For those who don’t pay with their lives, physical, mental, and chronic illness is how many migrants traversing Mexico and living in the United States come to bear witness to a market system that sees their bodies as disposable commodities. But unlike the United States, healthcare in Mexico is not viewed as a coveted item that requires regulation. Along the Mexico-Guatemala border, AIDS-prevention initiatives are part of broader health and human rights activism that stresses a sense of national and international responsibility. However they may stumble, these organizations, advocates, and healthcare professionals are interweaving a unified response to guarantee individual safety and universal healthcare as a human right for all people regardless of their migratory status. Their attempts pose alternatives to the way that access to healthcare has come to epitomize citizenship and privilege across the globe.

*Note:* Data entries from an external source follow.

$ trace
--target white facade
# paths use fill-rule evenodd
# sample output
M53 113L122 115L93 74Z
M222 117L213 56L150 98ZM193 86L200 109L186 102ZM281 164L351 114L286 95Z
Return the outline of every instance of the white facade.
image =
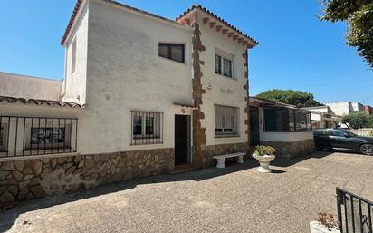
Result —
M202 20L199 17L202 44L206 46L200 54L205 63L202 85L206 93L201 105L205 119L201 123L206 128L206 145L247 142L244 123L247 90L243 88L247 83L244 65L246 61L242 55L247 46L211 30ZM193 108L174 104L194 104L193 30L190 25L110 1L81 1L62 44L64 80L9 79L3 75L0 95L76 102L85 108L2 102L0 111L15 116L79 119L77 153L80 154L173 148L175 115L193 115ZM185 44L185 63L160 57L159 43ZM233 78L215 73L216 51L232 57ZM14 89L20 92L14 92ZM236 137L215 137L215 104L239 109ZM131 145L131 111L163 113L163 143Z
M329 106L338 116L364 111L364 105L357 102L327 102L325 105Z

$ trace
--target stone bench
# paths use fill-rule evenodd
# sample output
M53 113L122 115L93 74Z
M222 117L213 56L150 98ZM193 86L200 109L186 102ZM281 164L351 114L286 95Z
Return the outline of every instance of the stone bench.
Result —
M235 157L235 160L238 163L244 163L244 155L246 153L239 152L239 153L232 153L232 154L221 154L213 156L213 159L217 160L216 168L224 169L225 168L225 159L226 158L234 158Z

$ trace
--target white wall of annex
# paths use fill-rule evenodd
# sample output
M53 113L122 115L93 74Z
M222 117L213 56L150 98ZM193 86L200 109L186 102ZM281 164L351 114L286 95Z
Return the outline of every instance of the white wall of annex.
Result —
M83 153L174 147L173 102L192 103L191 29L90 1ZM158 57L158 43L184 43L186 63ZM163 144L131 146L131 111L164 113Z
M239 44L232 38L223 35L221 32L204 25L200 17L201 41L206 51L200 53L200 59L205 62L202 67L202 85L206 90L203 95L202 112L205 113L205 120L202 120L202 127L206 128L207 145L229 144L247 142L245 131L247 126L244 121L247 114L244 113L246 107L245 96L247 91L244 89L247 79L244 77L246 67L242 53L246 47ZM215 73L215 49L225 52L233 55L233 79ZM207 88L210 86L211 89ZM215 104L238 107L239 115L239 137L215 138Z

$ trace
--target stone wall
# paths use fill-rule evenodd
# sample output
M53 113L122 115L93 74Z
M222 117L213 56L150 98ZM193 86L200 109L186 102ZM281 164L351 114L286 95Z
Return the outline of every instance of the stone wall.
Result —
M0 209L14 202L167 173L174 149L0 162Z
M222 145L208 145L202 146L203 167L212 167L215 165L213 156L219 154L227 154L234 152L244 152L249 150L248 143L234 143L234 144L222 144Z
M291 142L261 141L261 144L273 147L276 149L276 156L287 159L306 155L315 150L313 139Z

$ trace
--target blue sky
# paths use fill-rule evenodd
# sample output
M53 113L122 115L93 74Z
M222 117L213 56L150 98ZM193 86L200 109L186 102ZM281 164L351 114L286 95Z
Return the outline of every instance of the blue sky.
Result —
M322 102L373 106L373 71L345 44L346 25L320 22L318 0L119 0L174 19L199 3L259 41L250 52L250 94L311 92ZM75 0L0 1L0 71L62 79L59 44Z

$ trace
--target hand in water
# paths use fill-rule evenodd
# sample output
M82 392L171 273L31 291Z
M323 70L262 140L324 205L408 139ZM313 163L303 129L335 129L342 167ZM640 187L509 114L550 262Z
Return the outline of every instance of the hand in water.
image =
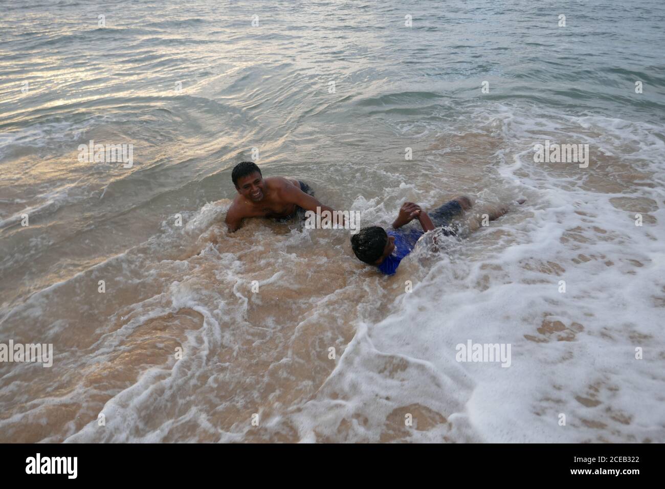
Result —
M422 210L420 206L417 204L404 202L400 208L400 214L397 216L397 219L392 223L392 227L396 229L404 224L408 224L418 218Z

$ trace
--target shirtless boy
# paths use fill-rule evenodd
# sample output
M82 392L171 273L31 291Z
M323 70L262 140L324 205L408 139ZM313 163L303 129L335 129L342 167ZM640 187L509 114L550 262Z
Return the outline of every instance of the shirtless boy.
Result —
M245 218L270 218L285 221L305 216L305 212L334 212L314 198L306 183L293 178L271 176L263 178L261 170L249 161L235 166L231 174L238 195L226 213L229 232L240 228ZM334 215L334 214L333 214Z

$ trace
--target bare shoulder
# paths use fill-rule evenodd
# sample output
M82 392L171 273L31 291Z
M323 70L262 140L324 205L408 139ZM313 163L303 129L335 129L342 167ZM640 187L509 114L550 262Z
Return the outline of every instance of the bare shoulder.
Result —
M300 183L295 178L288 178L284 176L269 176L263 181L268 188L275 190L290 190L291 187L300 188Z

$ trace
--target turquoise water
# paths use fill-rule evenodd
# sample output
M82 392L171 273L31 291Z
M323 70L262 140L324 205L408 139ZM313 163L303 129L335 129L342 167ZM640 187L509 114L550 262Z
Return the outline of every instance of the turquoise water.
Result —
M648 341L653 359L663 348L662 3L47 1L3 3L0 13L0 333L53 343L57 359L48 381L0 367L0 439L21 427L30 441L665 440L662 356L648 367L606 359L610 372L645 369L642 383L596 379L598 352ZM545 139L590 144L589 170L534 164L529 152ZM132 144L131 168L78 161L90 140ZM414 260L386 282L354 260L348 236L261 222L227 236L231 170L245 160L310 182L367 224L390 222L404 200L528 204L498 231L424 257L431 268ZM633 225L636 213L646 227ZM578 284L572 304L534 286L564 275ZM102 278L112 293L98 293ZM254 279L275 290L252 299L242 291ZM422 285L412 297L401 292L406 279ZM644 303L622 306L622 289ZM462 295L442 301L451 290ZM575 339L549 343L563 333L543 321ZM547 361L560 369L551 375L576 372L588 385L533 378L543 366L533 359L523 371L513 359L516 373L501 381L494 371L450 374L461 368L454 348L452 366L441 352L466 341L468 321L488 341L512 331L503 341L523 359L547 358L538 349L549 345L559 356ZM405 339L405 326L422 333ZM170 345L155 331L200 353L184 366L164 352L145 360L138 352ZM534 335L543 341L525 339ZM331 364L313 353L330 345L357 358ZM382 355L420 390L396 389ZM423 368L452 380L426 379ZM37 387L19 395L9 387L17 380ZM354 382L392 400L372 407ZM501 404L493 384L513 393L513 414L480 407ZM553 385L578 420L565 434L541 424L563 408L542 401L559 392ZM187 393L174 406L176 385ZM598 385L608 386L600 407L575 401ZM633 405L634 395L652 401ZM414 405L448 421L415 434L389 426ZM95 431L103 409L130 428ZM256 434L239 420L260 409L273 424ZM162 415L148 421L152 410Z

Alexandra McAnarney is a communications consultant and recent graduate from the University of Chicago’s Latin American Studies M.A. Program. As part of her field research, she lived at a migrant shelter along the Mexico-Guatemala border. Before studying at the University of Chicago, she worked as a Communications Coordinator at the Florida Immigrant Coalition and as an HIV/AIDS Journalist in South Florida. She writes for the CIP Americas Program www.americas.org. A native of El Salvador and former resident of Mexico City, her work focuses on migration, youth, gangs, and health and can be found at perishmotherland.tumblr.com
All names of interviewed participants except Dr. Jorge Ramos and Judith Salazar have been shortened or changed.